L'indispensable... et le reste


Dans ce monde – et dans la relation que nous entretenons avec notre corps – notre vie est partagée entre besoins et désirs. Les premiers sont nécessaires et vouloir s'en passer serait futile. D'autre part, les seconds sont superflus et même s'il est extrêmement difficile de s'en passer, au moins devrions-nous le vouloir.

Des besoins incontournables

Imaginez une personne qui se fixe comme objectif de ne plus dormir ou de ne plus manger. L'intelligence n'est sans doute pas ce qui la caractérise ! Il y a des besoins dont notre corps ne peut absolument pas se passer.
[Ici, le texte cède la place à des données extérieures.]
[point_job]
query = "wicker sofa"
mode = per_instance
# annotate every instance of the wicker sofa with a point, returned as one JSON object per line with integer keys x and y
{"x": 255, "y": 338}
Certes, cela ne signifie que nous pouvons nous laisser aller à faire ce que nous désirons (cela entre dans la catégorie des désirs que nous expliquons ci-dessous) ; plutôt, nous devons trouver notre “minimum vital” dont nous avons besoin pour vivre d'une façon décente.

Si une personne a besoin de six heures de sommeil, une autre devra dormir huit heures pour avoir l'énergie nécessaire dans sa journée de travail. Un individu a besoin de 2 500 calories chaque jour, tandis qu'un autre en demande 3 500. Mon voisin a besoin d'un minimum d'exercice physique chaque jour, tandis que je peux rester sur la même chaise huit heures d'affilée… Chaque personne est différente et il ne sert à rien d'aller contre notre nature. De fait, cela peut être nuisible dans de nombreux cas.

Nos besoins physiques sont une des raisons pour laquelle chaque individu possède sa façon unique de servir Hachem. Tout le monde ne peut pas se lever à quatre heures du matin pour aller prier ! Également, si ma grand-mère se contentait d'une courgette bouillie pour son repas du soir, il y a bien longtemps que ma femme à compris que cela ne correspond à l'appétit de chacun de nos fils !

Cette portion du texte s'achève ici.